Jacques LETORT, qui a épousé
Marie MARIAU en 1639, est déjà tuilier lorsqu’il rachète la tuilerie de Candy.
Il la transmettra à son fils, prénommé Jacques, qui donnera à son tour le prénom Jacques à son fils, etc. Oui, quatre générations de tuiliers se nomment Jacques LETORT, et là, on ne compte pas les enfants nés Jacques LETORT et décédés en bas-âge. Les généalogistes ont du fil à retordre avec les LETORT : les fils se prénomment comme leur père ou un de leurs oncles, les
filles comme la mère ou les tantes. Et quand un enfant meurt en bas-âge, on
redonne son prénom au bébé suivant … pas facile de s’y retrouver ! On a
donc de très nombreux : Jacques, Pierre, Simon, Etienne et Jean LETORT
tout comme les Marie ou Madeleine LETORT !
Les couples LETORT ont eu de nombreux enfants qui ne sont pas représentés dans la généalogie ci-dessus. Mais, sur les 7 générations représentées, figurent en rouge tous les tuiliers identifiés, c'est dire la spécialité familiale !
MAIS OU ETAIT LA TUILERIE LETORT A BRACIEUX, OU PLUTÔT LES TUILERIES ?
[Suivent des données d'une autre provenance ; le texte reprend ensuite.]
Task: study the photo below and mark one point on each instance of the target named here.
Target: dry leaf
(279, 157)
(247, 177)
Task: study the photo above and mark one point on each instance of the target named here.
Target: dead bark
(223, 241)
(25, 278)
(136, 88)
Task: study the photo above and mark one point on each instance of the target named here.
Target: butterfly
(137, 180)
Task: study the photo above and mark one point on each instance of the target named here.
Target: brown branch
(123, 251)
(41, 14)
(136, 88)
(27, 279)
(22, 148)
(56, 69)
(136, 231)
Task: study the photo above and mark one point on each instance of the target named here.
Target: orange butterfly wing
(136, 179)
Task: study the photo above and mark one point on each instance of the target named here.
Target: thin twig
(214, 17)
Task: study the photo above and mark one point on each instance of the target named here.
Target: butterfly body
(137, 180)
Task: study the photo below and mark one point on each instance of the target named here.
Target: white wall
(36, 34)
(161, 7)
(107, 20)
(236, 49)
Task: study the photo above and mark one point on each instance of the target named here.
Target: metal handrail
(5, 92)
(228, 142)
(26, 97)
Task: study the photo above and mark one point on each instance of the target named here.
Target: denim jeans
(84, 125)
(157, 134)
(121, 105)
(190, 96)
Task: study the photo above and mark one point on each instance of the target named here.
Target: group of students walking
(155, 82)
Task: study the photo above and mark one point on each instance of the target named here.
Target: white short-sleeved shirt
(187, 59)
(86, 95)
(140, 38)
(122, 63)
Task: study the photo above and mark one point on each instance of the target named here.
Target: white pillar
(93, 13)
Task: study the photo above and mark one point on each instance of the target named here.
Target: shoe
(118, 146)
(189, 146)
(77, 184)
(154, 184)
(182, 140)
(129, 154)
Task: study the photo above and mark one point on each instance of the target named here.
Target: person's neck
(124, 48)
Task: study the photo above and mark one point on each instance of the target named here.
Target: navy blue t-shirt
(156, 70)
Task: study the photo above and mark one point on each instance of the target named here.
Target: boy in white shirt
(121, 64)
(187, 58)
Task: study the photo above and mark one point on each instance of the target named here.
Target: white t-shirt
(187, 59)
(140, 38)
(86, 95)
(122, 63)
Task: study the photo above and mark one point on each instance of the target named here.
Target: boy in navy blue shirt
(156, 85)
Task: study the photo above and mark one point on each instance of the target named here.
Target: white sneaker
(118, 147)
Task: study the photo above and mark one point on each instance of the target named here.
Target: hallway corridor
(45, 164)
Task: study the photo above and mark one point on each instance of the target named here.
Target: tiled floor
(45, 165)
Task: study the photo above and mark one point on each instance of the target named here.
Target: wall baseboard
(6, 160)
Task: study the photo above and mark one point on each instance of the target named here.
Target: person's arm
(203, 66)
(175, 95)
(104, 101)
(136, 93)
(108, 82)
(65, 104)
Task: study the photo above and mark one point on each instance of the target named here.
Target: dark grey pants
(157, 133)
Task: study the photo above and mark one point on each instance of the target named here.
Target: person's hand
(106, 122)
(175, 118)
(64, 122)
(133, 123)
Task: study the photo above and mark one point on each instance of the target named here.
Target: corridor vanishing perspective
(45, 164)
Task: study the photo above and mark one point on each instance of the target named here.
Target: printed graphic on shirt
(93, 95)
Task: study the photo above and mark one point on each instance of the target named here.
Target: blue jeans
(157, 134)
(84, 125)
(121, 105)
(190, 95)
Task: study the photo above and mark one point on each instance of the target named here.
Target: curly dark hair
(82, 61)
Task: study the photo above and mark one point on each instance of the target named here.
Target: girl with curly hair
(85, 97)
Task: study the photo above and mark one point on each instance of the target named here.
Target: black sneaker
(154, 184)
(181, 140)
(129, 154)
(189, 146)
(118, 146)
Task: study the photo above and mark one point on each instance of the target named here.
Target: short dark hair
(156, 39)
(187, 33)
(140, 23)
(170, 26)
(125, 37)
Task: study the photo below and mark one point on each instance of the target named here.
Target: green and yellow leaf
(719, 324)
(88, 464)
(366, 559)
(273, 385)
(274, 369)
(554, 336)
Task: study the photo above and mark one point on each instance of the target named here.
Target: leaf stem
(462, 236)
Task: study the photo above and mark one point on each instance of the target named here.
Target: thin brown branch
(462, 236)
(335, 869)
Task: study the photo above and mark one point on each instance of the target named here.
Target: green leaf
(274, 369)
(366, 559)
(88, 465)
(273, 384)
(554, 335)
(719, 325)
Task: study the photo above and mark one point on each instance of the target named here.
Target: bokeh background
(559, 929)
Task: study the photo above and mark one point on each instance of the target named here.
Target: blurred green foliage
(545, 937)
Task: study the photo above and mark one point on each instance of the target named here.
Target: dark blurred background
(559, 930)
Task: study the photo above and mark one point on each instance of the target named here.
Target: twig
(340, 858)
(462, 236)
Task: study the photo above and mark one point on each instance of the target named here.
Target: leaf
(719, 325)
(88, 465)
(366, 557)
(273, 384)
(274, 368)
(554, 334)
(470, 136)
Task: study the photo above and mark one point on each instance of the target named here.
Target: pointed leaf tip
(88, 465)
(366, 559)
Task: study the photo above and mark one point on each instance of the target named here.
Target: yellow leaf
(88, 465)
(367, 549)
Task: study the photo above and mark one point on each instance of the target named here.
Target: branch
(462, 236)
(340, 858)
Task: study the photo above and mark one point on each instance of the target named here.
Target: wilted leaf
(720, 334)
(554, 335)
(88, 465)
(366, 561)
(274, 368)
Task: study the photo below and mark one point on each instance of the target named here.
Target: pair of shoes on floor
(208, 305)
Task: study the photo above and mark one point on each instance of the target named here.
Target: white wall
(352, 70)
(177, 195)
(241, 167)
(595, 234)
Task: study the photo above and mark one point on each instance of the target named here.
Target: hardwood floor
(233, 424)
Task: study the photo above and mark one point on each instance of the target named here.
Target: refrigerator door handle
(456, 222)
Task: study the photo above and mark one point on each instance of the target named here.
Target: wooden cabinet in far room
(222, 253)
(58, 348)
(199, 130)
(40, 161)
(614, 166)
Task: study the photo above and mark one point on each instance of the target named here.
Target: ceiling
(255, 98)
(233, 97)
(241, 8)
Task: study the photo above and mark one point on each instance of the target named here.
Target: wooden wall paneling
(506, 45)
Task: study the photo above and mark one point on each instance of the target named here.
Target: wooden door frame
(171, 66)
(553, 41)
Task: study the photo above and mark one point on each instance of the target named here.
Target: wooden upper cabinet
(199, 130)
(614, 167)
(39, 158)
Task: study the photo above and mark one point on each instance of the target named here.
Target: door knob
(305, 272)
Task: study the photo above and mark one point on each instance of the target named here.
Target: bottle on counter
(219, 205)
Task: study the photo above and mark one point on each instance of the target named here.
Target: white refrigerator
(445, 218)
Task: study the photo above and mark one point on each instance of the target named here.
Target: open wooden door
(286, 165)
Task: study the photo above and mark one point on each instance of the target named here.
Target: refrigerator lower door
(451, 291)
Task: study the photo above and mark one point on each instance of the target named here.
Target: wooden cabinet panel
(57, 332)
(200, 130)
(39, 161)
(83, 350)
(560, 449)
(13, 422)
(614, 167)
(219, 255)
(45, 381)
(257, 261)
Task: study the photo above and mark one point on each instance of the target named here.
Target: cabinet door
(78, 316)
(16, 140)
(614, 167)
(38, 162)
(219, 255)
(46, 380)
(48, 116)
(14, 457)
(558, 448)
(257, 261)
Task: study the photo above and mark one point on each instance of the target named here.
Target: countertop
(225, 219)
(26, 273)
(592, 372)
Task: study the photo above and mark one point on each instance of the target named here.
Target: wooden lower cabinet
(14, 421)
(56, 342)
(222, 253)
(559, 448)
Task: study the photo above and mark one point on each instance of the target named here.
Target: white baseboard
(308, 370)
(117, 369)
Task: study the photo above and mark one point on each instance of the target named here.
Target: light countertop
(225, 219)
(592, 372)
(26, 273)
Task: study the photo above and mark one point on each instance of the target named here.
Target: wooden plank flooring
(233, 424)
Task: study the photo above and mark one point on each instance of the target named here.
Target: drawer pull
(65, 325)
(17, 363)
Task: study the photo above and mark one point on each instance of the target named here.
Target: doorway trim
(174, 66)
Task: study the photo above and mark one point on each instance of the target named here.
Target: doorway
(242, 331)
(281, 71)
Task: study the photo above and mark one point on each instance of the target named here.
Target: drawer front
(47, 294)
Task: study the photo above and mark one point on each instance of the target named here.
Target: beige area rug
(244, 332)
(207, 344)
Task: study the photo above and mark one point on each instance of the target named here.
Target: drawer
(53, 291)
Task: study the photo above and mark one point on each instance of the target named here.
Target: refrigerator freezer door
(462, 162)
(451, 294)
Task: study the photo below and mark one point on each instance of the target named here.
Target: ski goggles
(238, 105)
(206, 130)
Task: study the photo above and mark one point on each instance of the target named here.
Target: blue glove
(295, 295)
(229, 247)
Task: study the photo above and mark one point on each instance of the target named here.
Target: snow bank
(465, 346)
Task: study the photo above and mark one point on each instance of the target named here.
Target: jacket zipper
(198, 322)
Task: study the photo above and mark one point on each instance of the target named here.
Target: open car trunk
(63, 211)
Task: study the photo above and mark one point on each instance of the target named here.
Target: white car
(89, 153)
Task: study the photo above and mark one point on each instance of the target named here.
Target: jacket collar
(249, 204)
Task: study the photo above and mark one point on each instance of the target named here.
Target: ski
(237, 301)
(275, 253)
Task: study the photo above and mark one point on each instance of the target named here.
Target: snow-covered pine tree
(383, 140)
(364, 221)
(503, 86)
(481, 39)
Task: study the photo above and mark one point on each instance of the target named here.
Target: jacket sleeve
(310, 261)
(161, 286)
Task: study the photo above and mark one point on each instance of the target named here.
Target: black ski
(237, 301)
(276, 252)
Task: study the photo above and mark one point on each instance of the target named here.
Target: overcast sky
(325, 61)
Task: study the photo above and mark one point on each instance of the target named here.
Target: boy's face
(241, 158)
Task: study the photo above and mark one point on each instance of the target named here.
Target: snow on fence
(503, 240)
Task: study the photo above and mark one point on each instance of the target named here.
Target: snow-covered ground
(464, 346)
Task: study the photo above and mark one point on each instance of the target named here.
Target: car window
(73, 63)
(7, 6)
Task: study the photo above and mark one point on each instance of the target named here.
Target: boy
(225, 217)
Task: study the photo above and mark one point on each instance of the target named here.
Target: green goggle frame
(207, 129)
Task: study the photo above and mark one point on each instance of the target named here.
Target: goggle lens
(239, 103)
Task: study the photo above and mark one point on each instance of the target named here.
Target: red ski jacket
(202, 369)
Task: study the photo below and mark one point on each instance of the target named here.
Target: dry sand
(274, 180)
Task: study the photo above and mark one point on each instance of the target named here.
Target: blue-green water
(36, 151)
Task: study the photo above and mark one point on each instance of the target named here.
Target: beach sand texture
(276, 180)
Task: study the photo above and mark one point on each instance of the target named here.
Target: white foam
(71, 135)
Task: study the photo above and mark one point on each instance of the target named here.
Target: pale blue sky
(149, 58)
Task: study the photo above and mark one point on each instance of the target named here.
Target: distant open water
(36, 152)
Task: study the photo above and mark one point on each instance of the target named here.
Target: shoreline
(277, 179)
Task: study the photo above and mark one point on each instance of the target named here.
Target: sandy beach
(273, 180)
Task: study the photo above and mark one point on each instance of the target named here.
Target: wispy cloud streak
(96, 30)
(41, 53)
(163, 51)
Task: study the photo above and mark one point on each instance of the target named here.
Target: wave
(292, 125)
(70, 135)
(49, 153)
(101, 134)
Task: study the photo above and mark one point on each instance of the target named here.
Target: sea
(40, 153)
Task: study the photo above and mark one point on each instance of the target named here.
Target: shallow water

Bracieux réunit toutes les conditions nécessaires à l'installation de tuileries : argile, bois, eau, main d'oeuvre et voies d'accès. Il n'est donc pas étonnant d'en retrouver dans le bourg, tout comme dans de nombreux villages de Sologne. Joël Lépine raconte dans
Les briqueteries-tuileries de Sologne (1), qu'il y eut au moins cinq tuileries-briqueteries à Bracieux :
- deux établissements dans le quartier des Tanneries
et du Gué Renard
- un établissement, près des ponts de la Bonnheure
(aujourd’hui rue René Masson)
- deux établissements rue de Candy.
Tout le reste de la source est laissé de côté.